1. There are literally hundreds of dental insurance plans and each are different. It is not possible for us to know what procedures your insurance does and does not pay for when we recommend our treatment based upon what an insurance company will pay. We recommend treatment based upon what we feel is in your child's best interest.

2. We can provide an estimate of what your insurance may pay, and what your copay may be, but it is only an estimate. Sometimes proposed treatment can change which may increase or decrease the amount due from insurance and/or, you. Reimbursement depends on the yearly maximum amount balance of your insurance plan. The yearly maximum is usually from $750.00 - $1,500.00. It is your responsibility to know this amount and what you have already used. You are liable for any unpaid balance that your insurance has not paid.

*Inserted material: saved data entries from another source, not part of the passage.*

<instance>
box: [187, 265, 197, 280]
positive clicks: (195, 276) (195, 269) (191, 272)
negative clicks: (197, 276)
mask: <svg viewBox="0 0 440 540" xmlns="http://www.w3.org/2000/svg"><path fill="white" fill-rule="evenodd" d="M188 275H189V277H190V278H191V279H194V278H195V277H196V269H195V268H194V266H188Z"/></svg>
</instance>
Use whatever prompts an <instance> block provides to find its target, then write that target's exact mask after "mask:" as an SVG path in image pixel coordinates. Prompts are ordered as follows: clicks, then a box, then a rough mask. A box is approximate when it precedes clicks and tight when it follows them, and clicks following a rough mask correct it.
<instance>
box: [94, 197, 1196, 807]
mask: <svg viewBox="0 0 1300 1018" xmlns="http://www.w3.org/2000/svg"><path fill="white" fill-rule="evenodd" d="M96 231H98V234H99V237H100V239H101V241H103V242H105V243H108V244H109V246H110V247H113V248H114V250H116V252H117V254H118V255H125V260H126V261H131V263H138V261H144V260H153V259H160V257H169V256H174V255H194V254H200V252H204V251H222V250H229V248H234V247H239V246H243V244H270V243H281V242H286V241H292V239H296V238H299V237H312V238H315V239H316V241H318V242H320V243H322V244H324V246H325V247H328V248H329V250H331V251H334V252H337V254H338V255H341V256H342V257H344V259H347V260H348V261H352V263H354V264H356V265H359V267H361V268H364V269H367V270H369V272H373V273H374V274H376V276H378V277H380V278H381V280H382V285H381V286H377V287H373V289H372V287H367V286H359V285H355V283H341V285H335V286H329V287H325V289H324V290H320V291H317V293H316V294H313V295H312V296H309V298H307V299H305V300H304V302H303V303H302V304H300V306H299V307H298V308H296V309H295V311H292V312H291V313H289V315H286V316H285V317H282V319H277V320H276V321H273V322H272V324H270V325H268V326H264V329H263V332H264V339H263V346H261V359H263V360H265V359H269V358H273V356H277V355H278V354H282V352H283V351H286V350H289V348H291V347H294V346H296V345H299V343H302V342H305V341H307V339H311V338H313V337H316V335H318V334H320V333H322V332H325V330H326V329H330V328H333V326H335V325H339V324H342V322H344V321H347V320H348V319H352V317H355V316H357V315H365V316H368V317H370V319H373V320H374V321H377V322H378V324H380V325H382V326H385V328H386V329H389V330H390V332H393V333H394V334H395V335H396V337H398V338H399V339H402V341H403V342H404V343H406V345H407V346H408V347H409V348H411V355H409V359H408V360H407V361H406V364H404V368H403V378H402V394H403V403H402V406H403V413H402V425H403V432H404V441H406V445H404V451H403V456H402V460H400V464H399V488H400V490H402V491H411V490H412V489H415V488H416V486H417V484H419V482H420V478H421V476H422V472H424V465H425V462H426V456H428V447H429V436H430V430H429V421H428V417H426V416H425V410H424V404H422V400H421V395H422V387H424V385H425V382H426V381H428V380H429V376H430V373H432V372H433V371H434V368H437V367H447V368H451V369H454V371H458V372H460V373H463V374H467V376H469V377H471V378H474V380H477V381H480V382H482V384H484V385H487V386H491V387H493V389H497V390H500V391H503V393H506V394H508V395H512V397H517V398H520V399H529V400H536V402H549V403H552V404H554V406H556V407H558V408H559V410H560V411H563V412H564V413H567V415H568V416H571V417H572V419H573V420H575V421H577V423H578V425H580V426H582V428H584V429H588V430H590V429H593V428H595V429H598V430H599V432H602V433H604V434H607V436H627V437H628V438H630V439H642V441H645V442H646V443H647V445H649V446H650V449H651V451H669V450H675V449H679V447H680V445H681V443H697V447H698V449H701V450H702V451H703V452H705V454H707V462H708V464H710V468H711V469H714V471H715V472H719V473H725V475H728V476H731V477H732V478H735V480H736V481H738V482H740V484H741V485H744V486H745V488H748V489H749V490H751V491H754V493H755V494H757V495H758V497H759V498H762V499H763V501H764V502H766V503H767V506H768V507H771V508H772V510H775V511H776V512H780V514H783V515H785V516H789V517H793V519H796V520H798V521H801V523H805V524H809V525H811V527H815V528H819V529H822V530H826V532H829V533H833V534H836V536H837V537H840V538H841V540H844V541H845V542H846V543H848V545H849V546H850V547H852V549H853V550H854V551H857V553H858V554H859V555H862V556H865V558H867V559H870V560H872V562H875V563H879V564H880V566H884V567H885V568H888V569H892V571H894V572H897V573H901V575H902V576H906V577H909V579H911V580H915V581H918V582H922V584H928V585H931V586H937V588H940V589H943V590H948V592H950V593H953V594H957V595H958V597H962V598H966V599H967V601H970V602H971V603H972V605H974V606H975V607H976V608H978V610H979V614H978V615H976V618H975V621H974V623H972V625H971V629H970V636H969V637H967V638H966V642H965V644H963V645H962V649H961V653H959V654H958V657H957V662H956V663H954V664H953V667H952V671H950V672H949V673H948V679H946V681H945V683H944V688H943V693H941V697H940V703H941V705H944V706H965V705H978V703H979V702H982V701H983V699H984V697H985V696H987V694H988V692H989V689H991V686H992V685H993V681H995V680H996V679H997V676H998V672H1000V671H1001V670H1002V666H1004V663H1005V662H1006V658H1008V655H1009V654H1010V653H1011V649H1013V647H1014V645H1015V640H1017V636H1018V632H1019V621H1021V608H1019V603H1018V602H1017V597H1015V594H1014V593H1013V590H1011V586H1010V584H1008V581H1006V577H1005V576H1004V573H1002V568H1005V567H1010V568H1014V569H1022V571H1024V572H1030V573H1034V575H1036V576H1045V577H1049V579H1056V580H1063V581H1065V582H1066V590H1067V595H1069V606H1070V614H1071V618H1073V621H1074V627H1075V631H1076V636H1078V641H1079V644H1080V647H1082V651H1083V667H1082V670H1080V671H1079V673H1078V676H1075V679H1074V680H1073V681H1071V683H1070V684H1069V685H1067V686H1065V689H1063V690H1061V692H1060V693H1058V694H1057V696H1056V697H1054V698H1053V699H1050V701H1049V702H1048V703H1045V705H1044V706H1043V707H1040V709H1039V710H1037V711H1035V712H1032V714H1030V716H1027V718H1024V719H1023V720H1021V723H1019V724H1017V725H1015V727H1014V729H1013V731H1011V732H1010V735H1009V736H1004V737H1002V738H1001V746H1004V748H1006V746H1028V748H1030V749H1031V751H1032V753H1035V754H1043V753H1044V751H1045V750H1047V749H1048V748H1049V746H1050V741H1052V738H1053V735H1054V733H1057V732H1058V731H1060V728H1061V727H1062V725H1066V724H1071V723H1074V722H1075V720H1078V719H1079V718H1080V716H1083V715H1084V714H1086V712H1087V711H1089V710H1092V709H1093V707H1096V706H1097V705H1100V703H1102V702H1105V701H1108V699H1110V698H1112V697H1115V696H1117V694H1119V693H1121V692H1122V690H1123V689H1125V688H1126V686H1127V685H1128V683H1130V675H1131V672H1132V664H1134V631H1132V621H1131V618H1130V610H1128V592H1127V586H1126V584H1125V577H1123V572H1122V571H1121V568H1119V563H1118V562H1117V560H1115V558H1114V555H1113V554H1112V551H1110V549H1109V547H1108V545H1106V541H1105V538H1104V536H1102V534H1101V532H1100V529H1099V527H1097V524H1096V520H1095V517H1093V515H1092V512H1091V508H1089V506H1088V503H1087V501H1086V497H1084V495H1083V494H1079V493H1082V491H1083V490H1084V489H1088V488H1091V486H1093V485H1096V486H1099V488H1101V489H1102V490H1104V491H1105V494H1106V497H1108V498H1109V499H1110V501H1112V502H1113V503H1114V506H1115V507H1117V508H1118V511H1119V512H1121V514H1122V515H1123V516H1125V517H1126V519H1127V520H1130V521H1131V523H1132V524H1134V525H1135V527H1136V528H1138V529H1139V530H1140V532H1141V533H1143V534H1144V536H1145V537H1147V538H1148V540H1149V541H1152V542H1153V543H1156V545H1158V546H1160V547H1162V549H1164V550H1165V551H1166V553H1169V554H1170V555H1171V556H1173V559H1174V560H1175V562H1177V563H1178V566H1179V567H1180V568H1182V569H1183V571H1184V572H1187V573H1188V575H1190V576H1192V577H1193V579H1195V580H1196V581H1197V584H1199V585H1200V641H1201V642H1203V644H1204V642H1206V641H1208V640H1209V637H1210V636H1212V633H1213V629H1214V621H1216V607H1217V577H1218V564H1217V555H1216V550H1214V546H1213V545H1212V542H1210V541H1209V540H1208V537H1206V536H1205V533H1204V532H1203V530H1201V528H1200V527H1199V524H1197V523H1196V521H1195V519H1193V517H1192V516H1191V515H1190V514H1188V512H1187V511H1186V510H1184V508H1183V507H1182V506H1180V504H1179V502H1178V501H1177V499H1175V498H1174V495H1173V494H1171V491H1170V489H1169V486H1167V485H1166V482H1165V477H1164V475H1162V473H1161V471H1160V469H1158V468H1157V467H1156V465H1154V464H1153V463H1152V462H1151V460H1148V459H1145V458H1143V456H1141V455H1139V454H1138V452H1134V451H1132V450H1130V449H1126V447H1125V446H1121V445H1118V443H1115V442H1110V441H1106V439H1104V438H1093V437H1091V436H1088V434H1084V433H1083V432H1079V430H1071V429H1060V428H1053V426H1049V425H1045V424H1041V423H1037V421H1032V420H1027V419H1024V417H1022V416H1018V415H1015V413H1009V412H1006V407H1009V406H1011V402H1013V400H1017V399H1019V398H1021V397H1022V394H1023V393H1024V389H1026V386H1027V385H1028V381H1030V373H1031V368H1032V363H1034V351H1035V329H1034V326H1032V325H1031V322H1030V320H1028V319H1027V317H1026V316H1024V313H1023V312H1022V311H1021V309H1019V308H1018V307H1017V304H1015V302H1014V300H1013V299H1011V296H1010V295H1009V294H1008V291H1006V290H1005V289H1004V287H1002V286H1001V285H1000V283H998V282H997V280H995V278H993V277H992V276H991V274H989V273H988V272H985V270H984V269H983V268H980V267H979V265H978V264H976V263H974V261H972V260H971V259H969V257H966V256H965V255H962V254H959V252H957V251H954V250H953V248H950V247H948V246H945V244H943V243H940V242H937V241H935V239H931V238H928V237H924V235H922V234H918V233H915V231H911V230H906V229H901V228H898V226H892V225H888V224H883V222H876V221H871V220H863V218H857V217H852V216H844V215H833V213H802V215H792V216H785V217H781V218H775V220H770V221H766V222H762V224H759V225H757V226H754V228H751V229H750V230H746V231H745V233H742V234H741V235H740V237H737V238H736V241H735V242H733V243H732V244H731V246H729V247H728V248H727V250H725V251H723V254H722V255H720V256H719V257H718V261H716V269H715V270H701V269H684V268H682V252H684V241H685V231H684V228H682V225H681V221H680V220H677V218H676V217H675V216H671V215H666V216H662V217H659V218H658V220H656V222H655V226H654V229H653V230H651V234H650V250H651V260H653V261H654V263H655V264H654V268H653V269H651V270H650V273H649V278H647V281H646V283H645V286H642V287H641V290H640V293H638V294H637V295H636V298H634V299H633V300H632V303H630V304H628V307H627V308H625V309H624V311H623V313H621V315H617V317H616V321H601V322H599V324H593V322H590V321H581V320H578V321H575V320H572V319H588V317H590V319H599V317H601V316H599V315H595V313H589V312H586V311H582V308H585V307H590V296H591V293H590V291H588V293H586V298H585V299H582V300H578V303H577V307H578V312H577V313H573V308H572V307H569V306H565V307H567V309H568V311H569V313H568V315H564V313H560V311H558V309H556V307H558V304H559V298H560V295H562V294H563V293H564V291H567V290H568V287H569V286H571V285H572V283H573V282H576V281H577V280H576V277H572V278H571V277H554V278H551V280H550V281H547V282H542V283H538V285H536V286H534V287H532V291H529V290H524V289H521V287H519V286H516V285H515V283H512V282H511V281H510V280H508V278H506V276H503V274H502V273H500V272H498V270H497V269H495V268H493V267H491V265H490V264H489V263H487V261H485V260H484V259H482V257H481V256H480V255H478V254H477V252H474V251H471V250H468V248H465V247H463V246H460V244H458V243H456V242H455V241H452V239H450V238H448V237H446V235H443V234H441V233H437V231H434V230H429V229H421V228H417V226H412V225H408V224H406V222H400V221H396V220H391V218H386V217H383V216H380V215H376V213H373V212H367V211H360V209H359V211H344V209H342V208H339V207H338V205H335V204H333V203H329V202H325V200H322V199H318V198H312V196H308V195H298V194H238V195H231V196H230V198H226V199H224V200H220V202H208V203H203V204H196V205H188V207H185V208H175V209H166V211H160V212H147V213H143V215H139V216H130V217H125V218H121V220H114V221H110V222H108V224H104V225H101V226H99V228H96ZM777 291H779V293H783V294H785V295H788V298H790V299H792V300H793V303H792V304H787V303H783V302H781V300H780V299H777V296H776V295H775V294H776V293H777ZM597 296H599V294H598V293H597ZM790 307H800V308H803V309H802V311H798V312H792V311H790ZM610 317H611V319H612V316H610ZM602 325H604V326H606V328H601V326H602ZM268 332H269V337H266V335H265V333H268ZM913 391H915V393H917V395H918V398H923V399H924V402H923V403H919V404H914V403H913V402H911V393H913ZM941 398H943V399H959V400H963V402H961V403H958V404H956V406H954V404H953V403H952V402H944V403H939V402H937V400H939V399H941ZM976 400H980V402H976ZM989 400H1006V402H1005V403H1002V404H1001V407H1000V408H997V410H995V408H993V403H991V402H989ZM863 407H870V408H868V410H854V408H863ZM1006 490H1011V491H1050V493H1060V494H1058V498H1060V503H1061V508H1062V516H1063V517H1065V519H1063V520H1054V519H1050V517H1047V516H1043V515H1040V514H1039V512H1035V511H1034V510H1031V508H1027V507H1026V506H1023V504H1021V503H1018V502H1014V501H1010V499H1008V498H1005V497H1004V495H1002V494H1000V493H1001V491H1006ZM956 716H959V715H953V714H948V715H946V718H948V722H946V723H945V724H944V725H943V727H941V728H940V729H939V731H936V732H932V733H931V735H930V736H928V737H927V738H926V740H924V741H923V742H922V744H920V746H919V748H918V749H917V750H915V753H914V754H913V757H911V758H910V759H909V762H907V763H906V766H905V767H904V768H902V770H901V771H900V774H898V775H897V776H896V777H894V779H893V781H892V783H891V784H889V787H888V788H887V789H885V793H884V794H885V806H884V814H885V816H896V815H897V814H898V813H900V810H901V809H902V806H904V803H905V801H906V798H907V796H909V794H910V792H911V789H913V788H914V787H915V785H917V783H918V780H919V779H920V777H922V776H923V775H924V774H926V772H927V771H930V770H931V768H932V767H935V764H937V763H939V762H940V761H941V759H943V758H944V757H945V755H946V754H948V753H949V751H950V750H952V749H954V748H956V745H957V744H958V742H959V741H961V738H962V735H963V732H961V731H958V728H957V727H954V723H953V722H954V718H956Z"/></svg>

3. As a courtesy we will bill your primary insurance for dental treatment provided, but as a general rule, we do not bill secondary insurances. We will be happy to give you a receipt so that you may submit your claim to your secondary insurance. If our office has a contractual obligation to your secondary insurance carrier as a PPO provider, we will submit a claim directly to them for you,

4. You, the parent or guardian, not the insurance companies are ultimately financially responsible for the payment of charges for treatment rendered. If an insurance company denies payment for treatment or procedure you are responsible for the denied amount of the claim.

5. You are responsible for giving us accurate insurance information. When information is inaccurate it may delay treatment, authorization, or payment, which could lead to you having more out-of-pocket expense.